The math behind Markov Chains can be intimidating but the basic idea is not. Imagine we have a system with two or more states. At a given time it is possible that the system will change from being in state A to being in state B or remaining in state A. For example a sleeping baby may continue to sleep or may wake up. There is a probability associated with each transition, in the diagram below there is a probability of 0.8 that when the system is in state A it will change to state B and a probability of 0.2 that it will remain in state A. And when in state B there is a probability of 0.3 that it will remain in B and 0.7 that it will return to state A.

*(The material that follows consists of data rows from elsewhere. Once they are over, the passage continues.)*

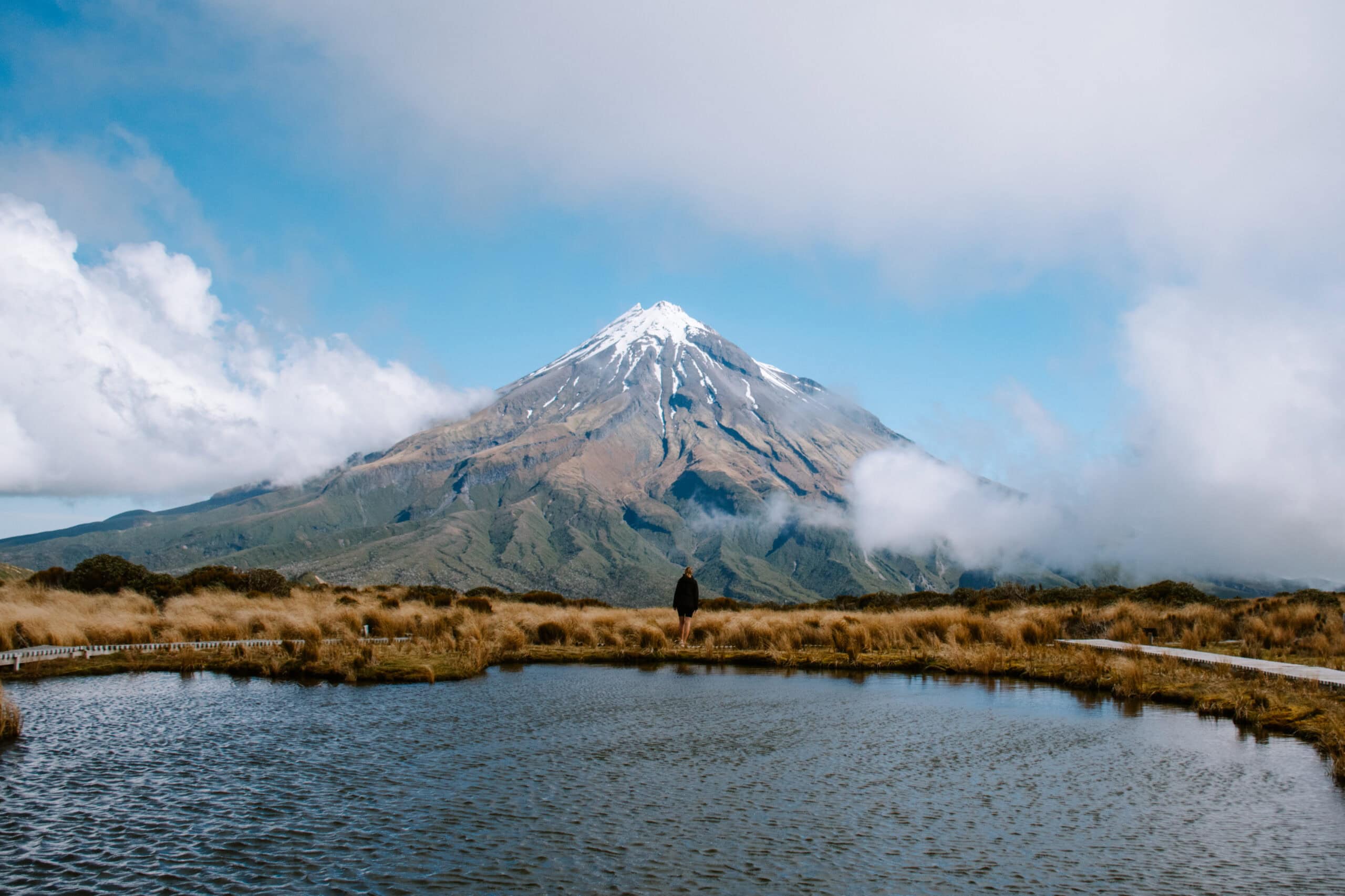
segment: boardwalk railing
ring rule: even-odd
[[[387,644],[393,642],[410,640],[410,636],[405,638],[359,638],[362,644]],[[340,638],[324,638],[324,644],[338,644]],[[281,647],[284,644],[301,644],[303,639],[281,639],[272,640],[266,638],[250,638],[247,640],[172,640],[163,643],[144,643],[144,644],[82,644],[79,647],[20,647],[17,650],[4,650],[0,651],[0,666],[9,666],[15,670],[23,667],[23,663],[40,663],[44,659],[70,659],[81,658],[87,659],[89,657],[104,657],[108,654],[120,654],[122,651],[151,651],[151,650],[183,650],[184,647],[191,647],[192,650],[218,650],[221,647]]]
[[[1340,669],[1326,669],[1325,666],[1299,666],[1298,663],[1278,663],[1270,659],[1251,659],[1248,657],[1227,657],[1224,654],[1210,654],[1204,650],[1185,650],[1182,647],[1154,647],[1151,644],[1130,644],[1123,640],[1106,640],[1103,638],[1088,638],[1083,640],[1060,639],[1060,644],[1077,644],[1080,647],[1096,647],[1098,650],[1138,650],[1142,654],[1154,657],[1176,657],[1189,663],[1202,663],[1205,666],[1232,666],[1233,669],[1247,669],[1266,675],[1279,675],[1280,678],[1298,678],[1301,681],[1315,681],[1318,685],[1329,687],[1345,687],[1345,671]]]

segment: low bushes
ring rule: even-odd
[[[444,588],[443,585],[412,585],[406,589],[406,600],[418,600],[430,607],[449,607],[461,595],[457,593],[456,588]],[[490,604],[490,601],[486,603]]]
[[[168,597],[199,588],[289,596],[289,581],[274,569],[234,569],[233,566],[198,566],[179,577],[156,573],[117,554],[98,554],[81,560],[74,569],[51,566],[28,577],[28,584],[42,588],[65,588],[86,595],[114,595],[121,589],[136,591],[161,604]]]

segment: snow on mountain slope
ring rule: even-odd
[[[819,383],[753,359],[660,301],[499,390],[299,488],[51,533],[7,560],[113,550],[161,569],[313,569],[330,581],[555,588],[662,603],[677,569],[707,595],[815,600],[948,584],[936,558],[865,557],[806,514],[843,502],[851,464],[904,441]],[[0,542],[3,546],[3,542]],[[675,576],[674,576],[675,577]],[[954,580],[955,581],[955,580]]]

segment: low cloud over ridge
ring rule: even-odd
[[[1052,444],[1011,483],[1025,495],[917,451],[870,455],[854,468],[851,525],[866,548],[939,544],[978,566],[1345,581],[1342,344],[1340,292],[1154,291],[1123,320],[1127,452],[1061,468]]]
[[[87,266],[75,248],[42,206],[0,195],[0,494],[296,482],[486,400],[344,335],[276,347],[157,242]]]

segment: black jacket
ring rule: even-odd
[[[690,576],[677,580],[677,591],[672,592],[672,607],[679,613],[695,612],[701,605],[701,587]]]

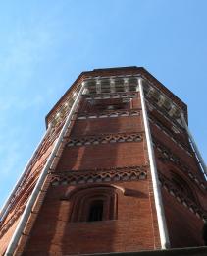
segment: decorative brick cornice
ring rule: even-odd
[[[108,98],[134,98],[138,97],[138,92],[128,93],[110,93],[110,94],[95,94],[95,95],[83,95],[83,98],[86,100],[91,99],[108,99]]]
[[[147,166],[126,166],[108,169],[53,172],[52,186],[82,185],[87,183],[104,183],[132,181],[147,178]]]
[[[129,109],[129,110],[106,110],[102,112],[94,113],[78,113],[77,119],[95,119],[95,118],[114,118],[124,116],[140,116],[140,109]]]
[[[116,134],[100,134],[87,135],[78,138],[70,138],[67,146],[82,146],[82,145],[97,145],[107,143],[122,143],[122,142],[140,142],[143,140],[143,133],[116,133]]]
[[[186,105],[177,97],[170,90],[168,90],[164,85],[162,85],[155,77],[153,77],[147,70],[142,67],[120,67],[120,68],[110,68],[110,69],[95,69],[93,71],[82,72],[78,79],[73,83],[70,89],[64,94],[60,100],[55,104],[51,111],[46,116],[46,123],[50,122],[51,119],[56,115],[61,107],[64,107],[65,103],[70,101],[70,97],[73,96],[73,93],[78,90],[80,83],[87,79],[100,79],[104,77],[129,77],[141,76],[145,79],[151,86],[159,89],[168,97],[172,98],[176,104],[182,108],[185,112],[187,111]]]

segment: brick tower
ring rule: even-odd
[[[143,68],[82,72],[1,211],[1,255],[202,246],[206,167],[186,122]]]

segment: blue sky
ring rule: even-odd
[[[0,1],[0,206],[83,70],[143,66],[180,96],[207,160],[207,1]]]

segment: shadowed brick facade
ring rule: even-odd
[[[16,246],[16,255],[162,248],[138,80],[144,90],[170,247],[202,246],[206,181],[181,121],[186,105],[145,69],[83,72],[46,117],[49,132],[0,224],[12,238],[67,116],[84,87]]]

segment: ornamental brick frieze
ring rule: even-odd
[[[159,152],[159,160],[163,162],[173,162],[180,169],[183,170],[188,175],[188,177],[198,186],[199,189],[206,190],[206,185],[204,184],[204,182],[200,181],[197,175],[193,174],[192,169],[188,166],[186,162],[181,160],[177,155],[173,154],[169,148],[158,142],[155,138],[153,138],[153,144]]]
[[[68,147],[82,145],[97,145],[119,142],[141,142],[143,140],[142,133],[116,133],[116,134],[100,134],[78,138],[70,138],[67,143]]]
[[[64,100],[62,100],[62,102],[55,107],[52,111],[53,113],[50,113],[49,118],[47,118],[48,124],[52,123],[53,125],[56,125],[60,123],[65,116],[67,116],[73,106],[77,95],[79,92],[79,89],[80,84],[74,88],[74,90],[70,92]]]
[[[161,185],[163,189],[168,191],[175,199],[183,205],[187,210],[189,210],[191,213],[195,214],[196,217],[206,220],[207,218],[207,212],[200,206],[199,202],[195,200],[192,200],[189,198],[186,194],[184,194],[182,191],[178,189],[174,182],[172,182],[170,179],[165,177],[164,175],[161,175],[159,173],[159,180],[161,182]]]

Markov chains can be used to take words or n-grams and build tweets. Given a dataset of actual tweets the code starts with a word or n-gram chooses the most probable word or n-gram to follow and continues. The following code will generate some Trump-like tweets. Most of the tweets will not make sense because they are just semi-random collections of words and phrases.
import pandas as pd
with open('trumptweets.txt') as ip_file:
text = ip_file.read()
text_model = markovify.Text(text, state_size=2)
for i in range(5):
I used a dataset of Trump tweets available on Kaggle and combined it with some up to date tweets I scraped from his Twitter account. Some example output:
Give Trump lemons and he thanks me!
Disgrace I spoke with other countries where we just had the worst performing stocks on the cover.
No one has worse judgement than Hillary has bad judgement.
#ICYMI- watch this afternoons rally here:_ Thank you for coming!